Epstein goes on to note, “The craze of attentiveness hits its most passionate note with schooling, and schooling starts now younger and younger.”… (emphasis mine)

 He also mentions the obsession of child naming and the hesitation or neglect, as I see it, of punishment for bad behavior. Spare the rod and you produce morally meandering Millennials.

 As I have observed and Epstein cites examples in his essay, our current culture is child-centric. It is Disneyland ad infinitum. The altar of childhood is now venerated with sappy-saccharine-syrupy feelings oriented animated movies. And the child-centric unicorn circling dance does not stop with the kids. The parents are on the same carousel standing next to their child.
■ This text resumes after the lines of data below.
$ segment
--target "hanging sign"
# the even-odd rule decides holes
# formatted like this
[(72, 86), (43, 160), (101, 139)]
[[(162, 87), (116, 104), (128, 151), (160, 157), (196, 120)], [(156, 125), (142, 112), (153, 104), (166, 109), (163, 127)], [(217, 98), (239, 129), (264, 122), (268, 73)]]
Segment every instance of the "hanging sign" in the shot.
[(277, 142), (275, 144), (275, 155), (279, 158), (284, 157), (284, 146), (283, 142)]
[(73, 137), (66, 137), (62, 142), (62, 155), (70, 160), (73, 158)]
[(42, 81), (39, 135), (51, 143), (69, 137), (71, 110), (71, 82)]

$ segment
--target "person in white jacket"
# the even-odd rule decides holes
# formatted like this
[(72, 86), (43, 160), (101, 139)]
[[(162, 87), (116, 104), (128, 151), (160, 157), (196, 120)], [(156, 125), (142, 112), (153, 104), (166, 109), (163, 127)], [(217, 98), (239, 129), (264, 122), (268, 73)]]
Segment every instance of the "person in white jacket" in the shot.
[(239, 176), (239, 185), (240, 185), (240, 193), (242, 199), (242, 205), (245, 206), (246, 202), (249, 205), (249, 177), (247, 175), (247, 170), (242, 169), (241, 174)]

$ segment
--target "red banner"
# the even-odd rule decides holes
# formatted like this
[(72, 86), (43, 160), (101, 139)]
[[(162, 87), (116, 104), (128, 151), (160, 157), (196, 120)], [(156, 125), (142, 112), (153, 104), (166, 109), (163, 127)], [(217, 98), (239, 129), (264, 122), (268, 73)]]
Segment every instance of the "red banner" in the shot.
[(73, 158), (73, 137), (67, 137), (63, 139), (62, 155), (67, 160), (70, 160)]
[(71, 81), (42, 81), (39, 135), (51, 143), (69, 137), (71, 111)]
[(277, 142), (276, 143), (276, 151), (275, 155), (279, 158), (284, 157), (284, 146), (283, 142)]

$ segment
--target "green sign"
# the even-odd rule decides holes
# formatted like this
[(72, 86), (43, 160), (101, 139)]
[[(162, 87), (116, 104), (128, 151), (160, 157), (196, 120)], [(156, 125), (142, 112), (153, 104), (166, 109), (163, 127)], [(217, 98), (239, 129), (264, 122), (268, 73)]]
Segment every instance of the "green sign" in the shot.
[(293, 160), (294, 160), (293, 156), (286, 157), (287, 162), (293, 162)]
 The parent’s toys are adult-‘proof’ but they still toys. The movies are just as inane as the children’s movies. They lack maturity and provide no food for thought, no intelligent repast. The “cloud,” the miasma where adult minds linger, offers nothing that is clearly discernable other than adults being totally distracted. Little eyes and ears take notice and also abstract away reality.

 As mentioned above, Epstein brings up child punishment, spanking and time outs. He notes that today’s parents tend to balk at child discipline wanting rather to make each experience a “learning experience.”

 To dote or not to dote, that becomes the question.  As a parent of four children (three are adults), I view today’s parenting as passing through our morally relativistic culture sieve:  the parent would rather not deal with the issue of bad behavior. The parent does not want to bother delineating good and bad behavior; he or she does not want to set boundaries. Instead, they would rather smooth things over, synthesize. They do so in order, I guess, to keep from being judgmental and to stay in the child’s good graces. And, then there is the matter of feelings.

 The child’s ‘delicate’ feelings, feelings most likely viewed through a parent’s projected sentimentality, those feelings would never be questioned by such a partisan parent.  

There are some who would have us believe that the child is always right; a child’s feelings, whether or not his or her motives are, are always pure, clean and off-limits. The questions a parent should ask him or herself are “Are the child’s emotions matching reality?” and “Does my child know what is truly essential, the gravitas of his or her actions and reactions?

“So often in my literature classes students told me what they felt about a novel, or a particular character in a novel. I tried, ever so gently, to tell them that no one cared what they felt; the trick was to discover not one’s feelings but what the author had put into the book, its moral weight and its resultant power….I knew where they came by their sense of their own deep significance and that this sense was utterly false to any conceivable reality. Despite what parents had been telling them from the very outset of their lives, they were not significant. Significance has to be earned, and it is earned only through achievement. Besides, one of the first things that people who really are significant seem to know is that, in the grander scheme, they are themselves really quite insignificant.

Growing up with only minimal attention sharpened this sense of one’s insignificance…”

 The consequences of so many years of endlessly attentive childrearing in young people can also be witnessed in many among them who act as if certain that they are deserving of the interest of the rest of us; they come off as very knowing. Lots of conversations turns out to be chiefly about themselves, and much of it feels as if it formulated to impress some dean of admissions with how very extraordinary they are..” (emphasis mine)

 The essay is found in Joseph Epstein’s collection of essays titled “A Literary Education and Other Essays.”

 There is a lot to be gleaned from Epstein’s observations, much of which is too obvious to spell out here. But, I will spell M-i-l-l-e-n-n-i-a-l-s.

 

Wisdom is known by her offspring, a tree by its fruit.